Por supuesto que en el ejercicio de esta libertad se pueden cometer diversos abusos que pueden dañar a una persona o repercutir negativamente en una comunidad. Sin embargo, para corregir esta situación, una sociedad libre y virtuosa puede recurrir – y de hecho lo hace – a una serie de mecanismos que operan con posterioridad a que se produzca el abuso, no antes y en abstracto. Así, existen acciones penales y civiles que se pueden ejercer ante los tribunales de justicia, al igual que el derecho a réplica en medios de prensa para la persona afectada, por nombrar algunas herramientas.
La actitud de la ciudadanía, de la sociedad civil y de los actores políticos frente a instancias como la propuesta permiten comprender mejor el carácter nacional y la dirección que puede tomar una nación. En este sentido, podría especularse que la ciudadanía no ha terminado de evaluar adecuadamente el riesgo que implica este tipo de iniciativas, o incluso que la libertad de expresión y de información no son concebidas como un pilar para el respeto de los derechos de la persona ante el Estado. Es cierto que más de alguna crítica ha sido recogida en la prensa, pero llama la atención que no exista una campaña organizada para rechazar la comisión o que actores políticos que se identifican con las ideas de una sociedad libre no estén coordinando esfuerzos para impugnar la instalación de este organismo en sede administrativa, judicial o constitucional.

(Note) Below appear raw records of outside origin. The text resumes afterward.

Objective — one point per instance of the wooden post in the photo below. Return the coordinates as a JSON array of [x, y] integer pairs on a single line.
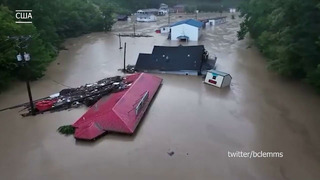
[[120, 47], [124, 57]]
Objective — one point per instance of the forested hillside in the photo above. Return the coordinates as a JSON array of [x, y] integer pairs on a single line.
[[53, 21], [288, 33]]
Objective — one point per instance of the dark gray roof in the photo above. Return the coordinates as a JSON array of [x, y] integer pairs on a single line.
[[171, 58]]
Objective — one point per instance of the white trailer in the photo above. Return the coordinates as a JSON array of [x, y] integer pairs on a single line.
[[218, 78]]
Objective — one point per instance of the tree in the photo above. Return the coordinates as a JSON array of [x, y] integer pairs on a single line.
[[287, 32]]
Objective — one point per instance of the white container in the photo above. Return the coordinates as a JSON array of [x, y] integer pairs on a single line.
[[218, 78]]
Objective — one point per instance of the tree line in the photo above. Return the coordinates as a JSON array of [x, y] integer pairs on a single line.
[[53, 21], [288, 33]]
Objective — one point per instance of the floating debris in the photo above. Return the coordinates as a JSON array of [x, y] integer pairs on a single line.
[[135, 35], [87, 94], [66, 130], [171, 153]]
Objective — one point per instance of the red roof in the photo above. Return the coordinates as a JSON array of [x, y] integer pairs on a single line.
[[122, 111]]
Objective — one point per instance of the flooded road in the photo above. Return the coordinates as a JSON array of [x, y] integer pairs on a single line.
[[199, 123]]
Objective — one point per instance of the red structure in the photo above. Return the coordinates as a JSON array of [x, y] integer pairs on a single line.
[[122, 111]]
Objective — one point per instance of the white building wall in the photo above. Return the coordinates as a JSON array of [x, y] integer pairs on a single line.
[[165, 29], [226, 81], [185, 30], [218, 79]]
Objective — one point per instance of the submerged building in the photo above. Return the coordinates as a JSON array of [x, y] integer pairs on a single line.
[[186, 60]]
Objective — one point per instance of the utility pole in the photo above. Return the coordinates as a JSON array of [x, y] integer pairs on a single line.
[[120, 47], [124, 57], [24, 58], [134, 28]]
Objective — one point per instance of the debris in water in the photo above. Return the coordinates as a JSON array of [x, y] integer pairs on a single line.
[[135, 35], [122, 111], [66, 130], [171, 153], [87, 94]]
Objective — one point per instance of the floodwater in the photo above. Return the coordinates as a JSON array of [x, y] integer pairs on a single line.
[[199, 123]]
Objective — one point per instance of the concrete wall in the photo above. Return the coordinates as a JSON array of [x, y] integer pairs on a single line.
[[185, 30]]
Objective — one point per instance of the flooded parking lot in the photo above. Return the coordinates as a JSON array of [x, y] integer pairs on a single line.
[[199, 123]]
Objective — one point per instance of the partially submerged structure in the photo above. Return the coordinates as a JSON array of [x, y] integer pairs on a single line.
[[189, 30], [121, 112], [218, 78], [164, 29], [186, 60], [122, 17], [217, 20], [146, 18], [179, 8]]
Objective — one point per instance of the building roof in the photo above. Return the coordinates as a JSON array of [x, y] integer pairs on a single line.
[[216, 18], [172, 58], [179, 6], [219, 73], [190, 22]]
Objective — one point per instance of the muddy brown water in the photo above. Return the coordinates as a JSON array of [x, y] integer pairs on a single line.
[[199, 123]]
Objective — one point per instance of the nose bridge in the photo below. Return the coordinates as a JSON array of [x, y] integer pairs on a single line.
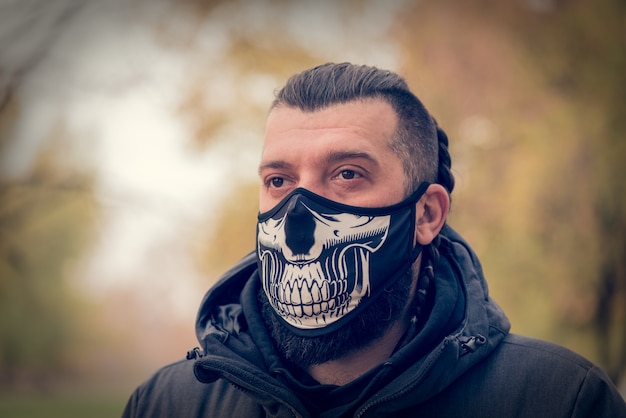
[[299, 227]]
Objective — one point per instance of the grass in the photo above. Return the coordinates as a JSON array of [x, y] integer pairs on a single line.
[[42, 406]]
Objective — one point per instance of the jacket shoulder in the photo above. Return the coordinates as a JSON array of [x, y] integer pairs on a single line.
[[174, 391], [526, 377]]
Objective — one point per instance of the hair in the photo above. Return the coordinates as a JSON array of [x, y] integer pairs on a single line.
[[418, 141]]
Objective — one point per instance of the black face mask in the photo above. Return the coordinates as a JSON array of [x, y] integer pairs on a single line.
[[322, 262]]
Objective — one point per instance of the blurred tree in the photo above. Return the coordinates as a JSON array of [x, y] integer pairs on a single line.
[[45, 224], [231, 232], [532, 96]]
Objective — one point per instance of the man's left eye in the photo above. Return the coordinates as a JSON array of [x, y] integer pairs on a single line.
[[348, 174]]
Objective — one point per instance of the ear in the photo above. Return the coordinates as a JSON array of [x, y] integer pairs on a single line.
[[431, 213]]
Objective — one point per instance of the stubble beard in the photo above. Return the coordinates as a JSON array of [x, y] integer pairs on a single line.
[[369, 326]]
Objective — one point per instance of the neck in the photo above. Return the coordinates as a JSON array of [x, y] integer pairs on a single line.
[[348, 368]]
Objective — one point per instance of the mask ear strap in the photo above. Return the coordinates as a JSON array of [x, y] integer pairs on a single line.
[[415, 197]]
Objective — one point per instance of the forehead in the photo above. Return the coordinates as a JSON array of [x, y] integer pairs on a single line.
[[368, 124]]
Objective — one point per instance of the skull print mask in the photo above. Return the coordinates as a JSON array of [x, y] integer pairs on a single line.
[[321, 262]]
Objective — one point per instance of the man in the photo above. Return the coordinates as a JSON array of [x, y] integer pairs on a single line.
[[359, 300]]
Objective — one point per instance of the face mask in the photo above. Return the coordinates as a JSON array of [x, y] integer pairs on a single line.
[[322, 262]]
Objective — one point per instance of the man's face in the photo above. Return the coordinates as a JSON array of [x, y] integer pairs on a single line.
[[341, 152]]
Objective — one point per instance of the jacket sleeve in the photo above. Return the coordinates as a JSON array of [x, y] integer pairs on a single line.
[[598, 397]]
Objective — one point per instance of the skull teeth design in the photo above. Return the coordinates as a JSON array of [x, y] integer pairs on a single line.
[[335, 276]]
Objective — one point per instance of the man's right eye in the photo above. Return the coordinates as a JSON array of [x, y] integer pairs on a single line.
[[277, 182]]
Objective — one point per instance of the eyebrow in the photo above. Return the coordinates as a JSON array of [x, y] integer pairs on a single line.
[[332, 157], [338, 156]]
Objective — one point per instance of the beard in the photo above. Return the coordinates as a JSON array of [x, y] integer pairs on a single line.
[[370, 325]]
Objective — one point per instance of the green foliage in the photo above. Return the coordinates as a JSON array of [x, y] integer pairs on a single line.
[[541, 182], [44, 226], [61, 407]]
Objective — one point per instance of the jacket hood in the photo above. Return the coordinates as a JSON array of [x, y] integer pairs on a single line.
[[232, 351]]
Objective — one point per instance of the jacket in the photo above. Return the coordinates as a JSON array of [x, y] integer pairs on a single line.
[[463, 362]]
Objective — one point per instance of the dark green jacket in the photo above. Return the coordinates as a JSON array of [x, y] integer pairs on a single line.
[[463, 363]]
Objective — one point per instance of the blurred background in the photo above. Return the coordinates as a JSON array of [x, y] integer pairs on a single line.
[[129, 137]]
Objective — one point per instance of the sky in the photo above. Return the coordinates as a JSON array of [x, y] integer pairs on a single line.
[[101, 71]]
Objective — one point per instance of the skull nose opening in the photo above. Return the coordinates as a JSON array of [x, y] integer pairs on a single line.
[[299, 228]]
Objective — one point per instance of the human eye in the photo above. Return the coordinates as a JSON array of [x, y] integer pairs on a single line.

En Estados Unidos, cuando el Presidente Biden intentó una política pública similar en 2022 con la Disinformation Governance Board, la oposición a la misma fue contundente desde el anuncio, en un esfuerzo coordinado entre la ciudadanía, la sociedad civil y diversos actores políticos; a tal punto que la persona encargada de liderar la instancia terminó renunciando al mes de ser designada y desde entonces la Casa Blanca no ha insistido con el tema. Esta agencia tenía como encargo oficial combatir las narrativas falsas sobre el terrorismo interno y el tráfico de personas a lo largo de la frontera, pero la opinión pública mayoritariamente se alarmó al considerar que el mandato era mucho más amplio, para monitorear y posiblemente reducir el discurso político desfavorable. Fue tan mal recibida por la opinión pública que al final el Departamento de Seguridad Interior decidió terminar con el proyecto, previa sugerencia de su consejo asesor.
La gran interrogante es si en Chile el desenlace será similar, o si, por el contrario, esta iniciativa terminará por instalarse en el entramado del aparataje estatal y eventualmente captando recursos, para enquistarse en la administración del Estado. Por ahora queda claro que este tema de la libertad de expresión y del rol del Estado respecto de la desinformación recién comienza a discutirse en nuestro país. Asimismo, es evidente que habrá que esperar un poco más para ver cómo los promotores de una sociedad libre y virtuosa se articulan para hacer frente a esta instancia y otras similares.